Now, why is there a disconnect between what we say and what we do? Many reasons, but some include:

· a genuinely dishonest person

· a person who is trying to manipulate or get something from the other person

· the person is unaware of themselves (thoughts and actions) and thus hasn’t perceived any disconnect

· the person is trying to act in a way that garners praise/reassurance/positive reinforcement from the other person

· the person hasn’t honestly communicated with the other person how they feel and what’s on their mind/of concern to them.

· The person is trying to mask how they truly think and feel out of fear of a negative response from the other person and/or negative feelings arising in themselves.

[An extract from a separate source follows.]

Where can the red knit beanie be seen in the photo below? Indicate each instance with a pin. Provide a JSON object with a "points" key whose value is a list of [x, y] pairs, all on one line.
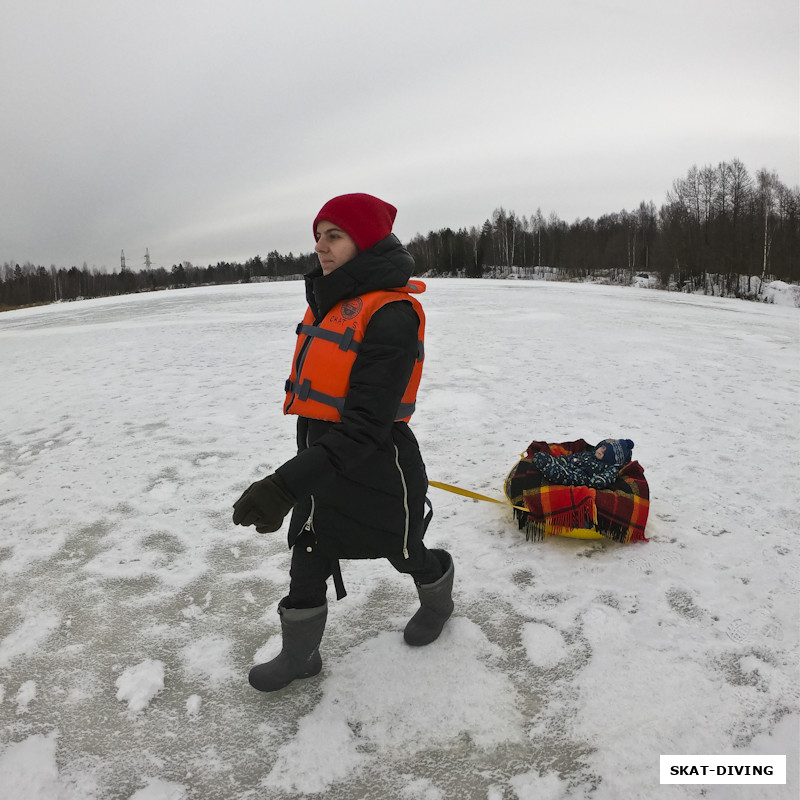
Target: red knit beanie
{"points": [[365, 218]]}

As I have written in another article on vulnerability and the fear of being yourself, it is imperative that we all find someone that we can express our vulnerability towards. Now, if we have this person and we don’t show our true selves to them, the most pertinent question is why? Why do I feel I cannot communicate honestly with this person? What is holding me back or making me feel cautious or reluctant to give the deepest parts of my soul to this person?

The answer/s to the aforementioned questions may indeed be unpleasant – more than unpleasant, even – which is probably why one avoids asking themselves such things. However, the longer these questions go answered, generally speaking, the worse it is for both you and the this other person.

With a difference between your words and actions, there is a deception going on. Now, whether this deception is unintentional or deliberate is important, but it’s not the point I’m making here. The dangerous part here is that this can originate from deception within you i.e. self-deception.

Here are a couple of Dostoevsky quotes regarding lying to yourself that I quite like:

“Above all, do not lie to yourself. A man who lies to himself and listens to his own lie comes to a point where he does not discern any truth either in himself or anywhere around him, and thus falls into disrespect towards himself and others.”

“A man who lies to himself is often the first to take offence. It sometimes feels very good to take offence, doesn't it?”

Both these quotes come from the same passage in Book II, Chapter 2 of The Brothers Karamazov – of which I’m currently reading. It’s amazing how insightful old texts (still) are.

One of the main things we can sometimes say to ourselves is that we’re withholding something we have to say in order to “protect” the other person. I generally tend to find this is being used as a mask to cover up something that one is afraid/fearful of saying and that the other person doesn’t want or need said protection and, if anything, would prefer if they were open and honest with them.

The disjunction between love and reason is one of the major problems of humanity and we haven’t managed to find a way to overlap them completely (and maybe there isn’t). So, this leads us to sometimes being forced to choose between benevolence and what makes sense. It could be that the point is this...maybe making sense isn’t everything?